Updated on June 04, 2022

Comments

  • Nojas
    Nojas almost 2 years

    I work on a script compressing files. I want to do an 'until loop' til' the content of variable matches the pattern. The script is using zenity. This is the major part:

    part="0"
    pattern="^([0-9]{1}[0-9]*([km])$"
    until `grep -E "$pattern" "$part"` ; do
        part=$(zenity --entry \
        --title="Zip the file" \
        --text "Choose the size of divided parts:
    (0 = no division, *m = *mb, *k = *kb)" \
        --entry-text "0");
    
        if grep -E "$pattern" "$part" ; then
            zenity --warning --text "Wrong text entry, try again." --no-cancel;
        fi
    done
    

    I want it to accept string containing digits ended with 'k' or 'm' (but not both of them) and don't accept string started with '0'.

    Is the pattern ok?

  • Nojas
    Nojas about 11 years
    Thanks.I just want to check if my variable called 'part' is well-formed after writing it in zenity entry dialog.
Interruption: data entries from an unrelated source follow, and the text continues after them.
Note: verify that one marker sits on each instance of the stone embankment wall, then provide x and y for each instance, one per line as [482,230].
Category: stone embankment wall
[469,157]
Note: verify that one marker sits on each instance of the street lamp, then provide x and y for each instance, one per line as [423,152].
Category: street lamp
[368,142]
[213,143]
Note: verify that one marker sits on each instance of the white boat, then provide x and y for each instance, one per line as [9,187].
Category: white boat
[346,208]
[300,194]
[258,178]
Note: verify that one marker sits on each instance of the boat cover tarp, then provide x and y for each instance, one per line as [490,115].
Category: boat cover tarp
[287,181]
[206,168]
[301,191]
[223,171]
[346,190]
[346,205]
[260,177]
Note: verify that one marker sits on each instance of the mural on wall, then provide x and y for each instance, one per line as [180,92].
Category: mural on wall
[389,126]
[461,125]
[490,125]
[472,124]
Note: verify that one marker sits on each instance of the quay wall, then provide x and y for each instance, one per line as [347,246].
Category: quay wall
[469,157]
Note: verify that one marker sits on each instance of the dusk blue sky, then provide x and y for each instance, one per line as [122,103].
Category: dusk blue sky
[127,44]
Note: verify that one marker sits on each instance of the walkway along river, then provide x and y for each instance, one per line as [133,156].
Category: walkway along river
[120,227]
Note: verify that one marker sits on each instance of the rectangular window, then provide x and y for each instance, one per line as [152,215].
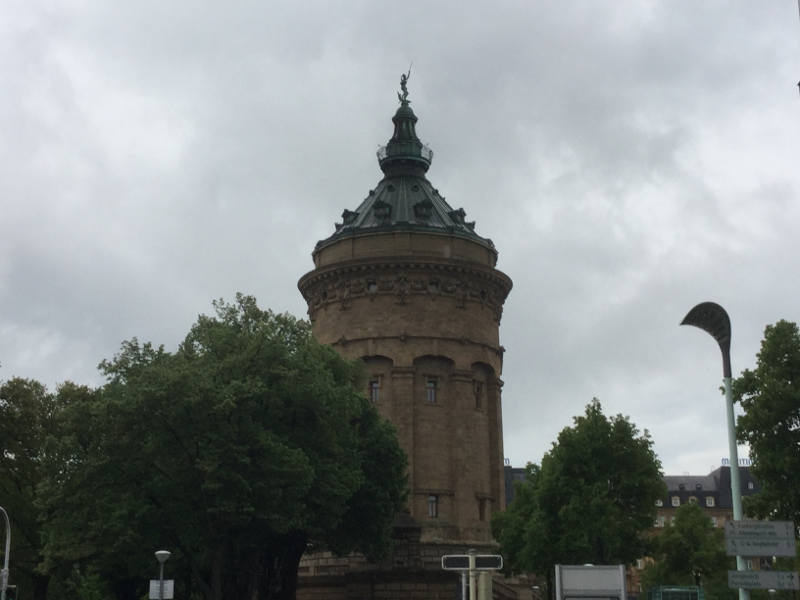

I just realised that grep needs a file, but my 'part' is a variable initialised in this script. How to get along now?
  • Nojas
    Nojas about 11 years
    Thank you. I must use zenity (it iss project's directive). I have a problem with pattern. I want it to accept what was said above and '0' (if there's no division).
  • michaelmeyer
    michaelmeyer about 11 years
    @Nojas: I guess you want this: grep -E '(^0$|^[1-9][0-9]*[km]$)'
  • Nojas
    Nojas about 11 years
    It doesn't work neither for 0 nor for the rest of the pattern.